ANNAPOLIS – In what one county official dubbed “the first begging session” of Gov. Robert Ehrlich’s administration, legislators, local leaders and school officials from across Maryland packed the State House Wednesday with a combined plea for $234 million in school construction money.
At stake for 2004, however, is a scant $18.5 million, to be spilt among counties grappling with growing enrollments, deteriorating buildings and inadequate learning spaces.
Though the state Interagency Committee on School Construction has approved about $60 million in school construction requests, Wednesday’s daylong public hearing before the Board of Public Works offered counties a last-ditch attempt to appeal for additional funds.
The committee is recommending $78.5 million be disbursed for projects next fiscal year, with about $60 million already allocated, said Yale Stenzler, executive director of the state’s Public School Construction Consortium.
The remainder of the money, while small, is in high demand.
“Some tough decisions are going to have to be made,” said Ehrlich’s spokeswoman, Shareese DeLeaver. “They do have high hopes. But the fact is, the coffers are dry right now.”
School officials and legislators made their cases heard anyway before Ehrlich, Comptroller William Donald Schaefer and Treasurer Nancy Kopp, the board’s three members. It was the governor’s first board meeting since he was sworn in Jan. 15.
“We appeal before you every year,” said Calvert County Superintendent James Hook, whose school system is one of the fastest growing in Maryland. “We continue to grow, (and) we continue to need your help.”
Calvert County is looking for additional state money to build Huntingtown High School, slated to open in September 2004, Hook said.
The county needs $7.1 million to complete the project, but the IAC allocated just $3.5 million for the project next year, he said. Calvert County officials requested an additional $3.5 million.
“We have to get Huntingtown built,” Hook said.

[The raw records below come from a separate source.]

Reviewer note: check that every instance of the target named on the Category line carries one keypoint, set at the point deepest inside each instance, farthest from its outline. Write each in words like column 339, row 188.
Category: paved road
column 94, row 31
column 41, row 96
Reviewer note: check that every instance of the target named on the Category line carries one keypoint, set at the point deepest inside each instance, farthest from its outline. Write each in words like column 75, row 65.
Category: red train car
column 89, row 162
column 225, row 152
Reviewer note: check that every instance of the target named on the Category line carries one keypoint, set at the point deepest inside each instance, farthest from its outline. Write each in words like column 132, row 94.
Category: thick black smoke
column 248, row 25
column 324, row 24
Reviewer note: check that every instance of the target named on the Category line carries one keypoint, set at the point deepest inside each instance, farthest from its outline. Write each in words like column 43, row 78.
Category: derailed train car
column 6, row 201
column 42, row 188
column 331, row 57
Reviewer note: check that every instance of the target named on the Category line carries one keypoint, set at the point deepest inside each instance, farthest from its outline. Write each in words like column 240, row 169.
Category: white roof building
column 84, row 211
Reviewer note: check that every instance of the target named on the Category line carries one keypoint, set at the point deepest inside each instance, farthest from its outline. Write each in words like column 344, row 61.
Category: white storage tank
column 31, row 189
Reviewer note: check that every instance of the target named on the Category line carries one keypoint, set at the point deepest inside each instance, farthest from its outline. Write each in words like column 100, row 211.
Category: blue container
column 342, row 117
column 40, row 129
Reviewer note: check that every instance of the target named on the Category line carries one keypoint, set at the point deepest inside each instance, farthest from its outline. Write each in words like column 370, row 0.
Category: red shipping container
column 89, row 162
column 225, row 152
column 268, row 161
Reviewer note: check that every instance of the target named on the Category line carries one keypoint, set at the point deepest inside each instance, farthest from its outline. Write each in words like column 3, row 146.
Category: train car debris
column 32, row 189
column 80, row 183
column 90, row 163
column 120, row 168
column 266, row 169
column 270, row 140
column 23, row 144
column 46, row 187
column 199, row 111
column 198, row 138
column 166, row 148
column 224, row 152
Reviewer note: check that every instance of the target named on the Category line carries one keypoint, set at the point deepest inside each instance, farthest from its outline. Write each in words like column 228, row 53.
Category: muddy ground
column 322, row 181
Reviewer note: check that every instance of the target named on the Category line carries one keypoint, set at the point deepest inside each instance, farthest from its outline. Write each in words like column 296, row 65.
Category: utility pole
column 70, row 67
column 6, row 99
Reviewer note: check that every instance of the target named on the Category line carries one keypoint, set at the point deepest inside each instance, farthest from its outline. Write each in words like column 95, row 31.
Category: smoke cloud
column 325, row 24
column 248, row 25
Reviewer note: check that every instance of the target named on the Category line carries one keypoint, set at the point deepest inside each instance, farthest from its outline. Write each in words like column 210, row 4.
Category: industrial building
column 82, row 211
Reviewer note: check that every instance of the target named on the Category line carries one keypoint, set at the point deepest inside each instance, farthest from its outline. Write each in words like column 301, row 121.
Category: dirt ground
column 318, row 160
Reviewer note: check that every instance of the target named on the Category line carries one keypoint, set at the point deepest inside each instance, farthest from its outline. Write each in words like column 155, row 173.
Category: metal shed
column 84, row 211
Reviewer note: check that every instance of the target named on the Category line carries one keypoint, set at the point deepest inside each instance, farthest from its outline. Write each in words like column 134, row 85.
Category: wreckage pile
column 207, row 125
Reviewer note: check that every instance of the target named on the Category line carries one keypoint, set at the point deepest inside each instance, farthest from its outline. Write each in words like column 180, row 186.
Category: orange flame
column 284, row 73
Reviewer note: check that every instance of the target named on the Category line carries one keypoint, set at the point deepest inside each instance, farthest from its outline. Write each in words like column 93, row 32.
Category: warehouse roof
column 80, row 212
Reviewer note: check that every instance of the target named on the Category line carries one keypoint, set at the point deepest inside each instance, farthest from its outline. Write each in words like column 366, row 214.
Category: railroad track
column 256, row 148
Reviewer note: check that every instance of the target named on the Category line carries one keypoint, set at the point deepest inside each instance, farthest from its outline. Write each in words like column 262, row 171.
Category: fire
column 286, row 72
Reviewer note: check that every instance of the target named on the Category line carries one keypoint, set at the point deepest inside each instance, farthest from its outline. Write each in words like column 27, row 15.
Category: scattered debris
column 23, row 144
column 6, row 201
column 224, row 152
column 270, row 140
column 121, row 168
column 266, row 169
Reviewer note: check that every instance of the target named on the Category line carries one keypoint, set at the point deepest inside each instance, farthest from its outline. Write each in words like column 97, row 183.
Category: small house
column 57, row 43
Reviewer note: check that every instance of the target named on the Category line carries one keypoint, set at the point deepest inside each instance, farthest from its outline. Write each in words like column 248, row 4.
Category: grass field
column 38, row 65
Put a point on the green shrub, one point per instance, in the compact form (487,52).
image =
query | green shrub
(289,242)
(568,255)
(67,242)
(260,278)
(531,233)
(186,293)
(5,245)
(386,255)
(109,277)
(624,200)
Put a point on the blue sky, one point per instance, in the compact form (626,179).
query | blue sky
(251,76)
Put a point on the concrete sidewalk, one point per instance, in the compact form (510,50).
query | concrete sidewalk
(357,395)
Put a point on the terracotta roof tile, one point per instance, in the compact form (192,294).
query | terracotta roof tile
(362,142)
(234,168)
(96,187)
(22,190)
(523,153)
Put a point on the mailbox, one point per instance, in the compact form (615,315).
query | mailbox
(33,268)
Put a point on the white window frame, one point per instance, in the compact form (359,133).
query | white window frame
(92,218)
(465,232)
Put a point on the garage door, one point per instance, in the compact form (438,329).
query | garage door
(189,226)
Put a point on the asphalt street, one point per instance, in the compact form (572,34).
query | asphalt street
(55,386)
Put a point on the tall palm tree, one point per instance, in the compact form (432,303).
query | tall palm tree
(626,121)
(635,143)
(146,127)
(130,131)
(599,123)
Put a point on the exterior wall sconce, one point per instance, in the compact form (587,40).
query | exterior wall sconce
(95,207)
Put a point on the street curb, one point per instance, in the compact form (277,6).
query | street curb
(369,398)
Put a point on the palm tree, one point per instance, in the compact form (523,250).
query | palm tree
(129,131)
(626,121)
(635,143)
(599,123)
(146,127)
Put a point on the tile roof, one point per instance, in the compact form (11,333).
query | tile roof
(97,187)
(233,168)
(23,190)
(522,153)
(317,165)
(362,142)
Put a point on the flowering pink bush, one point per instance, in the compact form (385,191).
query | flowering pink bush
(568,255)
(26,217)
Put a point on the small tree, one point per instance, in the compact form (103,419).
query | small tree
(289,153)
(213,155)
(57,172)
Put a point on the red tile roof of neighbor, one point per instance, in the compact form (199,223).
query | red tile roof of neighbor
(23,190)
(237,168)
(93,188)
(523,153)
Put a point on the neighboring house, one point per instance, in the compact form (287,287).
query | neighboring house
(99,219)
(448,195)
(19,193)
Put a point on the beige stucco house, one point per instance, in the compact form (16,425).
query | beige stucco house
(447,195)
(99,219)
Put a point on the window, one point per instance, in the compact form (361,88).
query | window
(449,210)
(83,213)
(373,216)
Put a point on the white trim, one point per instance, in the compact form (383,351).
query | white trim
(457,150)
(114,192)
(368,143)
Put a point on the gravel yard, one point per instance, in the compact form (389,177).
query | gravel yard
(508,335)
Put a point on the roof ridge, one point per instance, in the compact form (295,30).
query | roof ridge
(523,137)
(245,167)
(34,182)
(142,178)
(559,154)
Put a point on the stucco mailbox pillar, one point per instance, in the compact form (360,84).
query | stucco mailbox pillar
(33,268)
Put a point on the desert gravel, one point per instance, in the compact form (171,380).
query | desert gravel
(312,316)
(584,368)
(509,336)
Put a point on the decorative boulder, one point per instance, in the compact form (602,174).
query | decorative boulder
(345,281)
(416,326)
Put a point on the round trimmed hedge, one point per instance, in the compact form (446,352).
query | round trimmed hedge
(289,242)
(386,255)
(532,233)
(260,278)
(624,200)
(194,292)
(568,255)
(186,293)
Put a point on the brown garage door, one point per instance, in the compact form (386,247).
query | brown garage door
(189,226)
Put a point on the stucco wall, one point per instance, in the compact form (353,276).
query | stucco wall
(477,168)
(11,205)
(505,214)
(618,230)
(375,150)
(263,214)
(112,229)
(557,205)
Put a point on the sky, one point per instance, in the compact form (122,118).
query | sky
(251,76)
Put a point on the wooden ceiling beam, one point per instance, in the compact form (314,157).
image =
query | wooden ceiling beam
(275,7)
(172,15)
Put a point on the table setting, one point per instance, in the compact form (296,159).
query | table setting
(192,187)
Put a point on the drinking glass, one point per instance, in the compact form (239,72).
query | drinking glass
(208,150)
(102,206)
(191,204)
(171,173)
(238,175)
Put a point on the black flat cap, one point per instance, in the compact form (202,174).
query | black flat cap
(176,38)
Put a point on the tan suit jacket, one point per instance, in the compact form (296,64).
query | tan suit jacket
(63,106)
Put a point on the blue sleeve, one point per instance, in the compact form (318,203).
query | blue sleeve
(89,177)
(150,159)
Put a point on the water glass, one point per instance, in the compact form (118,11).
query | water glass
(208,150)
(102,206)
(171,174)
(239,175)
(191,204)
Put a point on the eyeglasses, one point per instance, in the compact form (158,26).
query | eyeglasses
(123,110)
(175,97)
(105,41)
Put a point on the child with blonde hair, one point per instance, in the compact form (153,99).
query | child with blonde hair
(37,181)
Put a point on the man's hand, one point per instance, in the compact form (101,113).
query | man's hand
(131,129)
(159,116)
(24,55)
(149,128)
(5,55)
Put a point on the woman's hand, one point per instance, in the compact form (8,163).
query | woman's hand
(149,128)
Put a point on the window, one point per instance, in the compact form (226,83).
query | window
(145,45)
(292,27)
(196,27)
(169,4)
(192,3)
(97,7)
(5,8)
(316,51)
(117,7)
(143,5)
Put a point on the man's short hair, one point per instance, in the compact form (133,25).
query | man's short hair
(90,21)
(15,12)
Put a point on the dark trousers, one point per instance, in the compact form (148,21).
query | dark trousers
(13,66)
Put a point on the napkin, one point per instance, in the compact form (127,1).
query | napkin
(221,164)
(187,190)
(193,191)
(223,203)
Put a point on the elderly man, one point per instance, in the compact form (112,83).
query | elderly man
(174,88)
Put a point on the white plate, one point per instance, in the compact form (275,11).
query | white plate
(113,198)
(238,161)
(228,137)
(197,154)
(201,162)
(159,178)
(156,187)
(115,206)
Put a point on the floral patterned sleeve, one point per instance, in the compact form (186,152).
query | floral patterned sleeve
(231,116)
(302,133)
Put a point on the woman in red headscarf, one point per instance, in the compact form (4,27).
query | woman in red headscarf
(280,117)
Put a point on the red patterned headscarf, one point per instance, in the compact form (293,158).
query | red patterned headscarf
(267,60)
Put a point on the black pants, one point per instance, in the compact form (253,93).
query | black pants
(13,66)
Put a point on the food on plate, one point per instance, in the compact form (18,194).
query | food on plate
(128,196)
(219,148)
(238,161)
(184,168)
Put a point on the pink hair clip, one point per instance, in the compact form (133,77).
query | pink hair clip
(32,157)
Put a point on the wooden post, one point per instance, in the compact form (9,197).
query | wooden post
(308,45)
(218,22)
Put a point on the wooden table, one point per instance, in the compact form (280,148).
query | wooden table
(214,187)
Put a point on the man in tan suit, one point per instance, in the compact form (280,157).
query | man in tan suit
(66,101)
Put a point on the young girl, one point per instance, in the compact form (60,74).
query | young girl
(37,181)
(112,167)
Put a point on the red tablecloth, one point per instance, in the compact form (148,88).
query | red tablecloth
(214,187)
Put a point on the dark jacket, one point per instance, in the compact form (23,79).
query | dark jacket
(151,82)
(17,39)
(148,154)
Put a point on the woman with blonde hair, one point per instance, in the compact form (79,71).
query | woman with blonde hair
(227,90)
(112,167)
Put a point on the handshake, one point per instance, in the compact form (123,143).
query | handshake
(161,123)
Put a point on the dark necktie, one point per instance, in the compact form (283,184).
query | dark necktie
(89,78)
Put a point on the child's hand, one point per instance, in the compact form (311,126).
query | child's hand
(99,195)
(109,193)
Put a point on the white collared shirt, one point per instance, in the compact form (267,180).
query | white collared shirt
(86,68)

Like Calvert County, Carroll also has seen increases in secondary school enrollment, and school board members are pushing for money to build an addition to South Carroll High School. That request came on top of discussion about a new elementary center in the southwest part of the county.
Carroll County was allocated just $3.5 million of a $17 million request for construction money.
Considering the state’s fiscal condition, officials chose to ask for just $10.5 million at Wednesday’s hearing, said Susan G. Holt, president of the Board of Education.
Ehrlich was forced to close a $1.7 billion budget gap when he released his budget Friday.
The county with perhaps the largest turnout Wednesday was Prince George’s, which was represented by about two dozen lawmakers, school officials and civic leaders.
Like other counties, the topic turned to overcrowding.
“We have the equivalent of 15 elementary schools with our children in portable (classrooms),” said Iris Metts, superintendent of Prince George’s County Schools. “We are in a catch-up mode.”
By 2006, the county will be 6,000 seats under capacity for high school students, said County Executive Jack Johnson. The committee allocated $4.7 million in capital dollars for next year, but that’s not enough, he said.
The group appealed for the remainder of its $35 million request, but Johnson said the county would accept $12 million.
“It’s a real crisis if we continue to shift the cost,” Johnson said.
Montgomery County Executive Douglas Duncan told the board the “tremendous pressures in growth” are having such an effect on schools that the county’s appeal for construction money in 2005 will be even higher than the $18 million request for 2004.
“Next (fiscal) year, we’ll come in with $50 million,” Duncan said.
Wednesday’s hearing began after 10 a.m. with appeals from Anne Arundel County legislators, and ran all day ending with Wicomico. Many counties were represented by their full delegations – a matter that drew attention from Senate President Thomas V. Mike Miller Jr., D-Calvert, in the morning session. “Have you ever seen anything more ridiculous than delegations parading before the Board of Public Works?” Miller said. “The schools that need the money most should get it and that’s it … regardless of how many people show up.”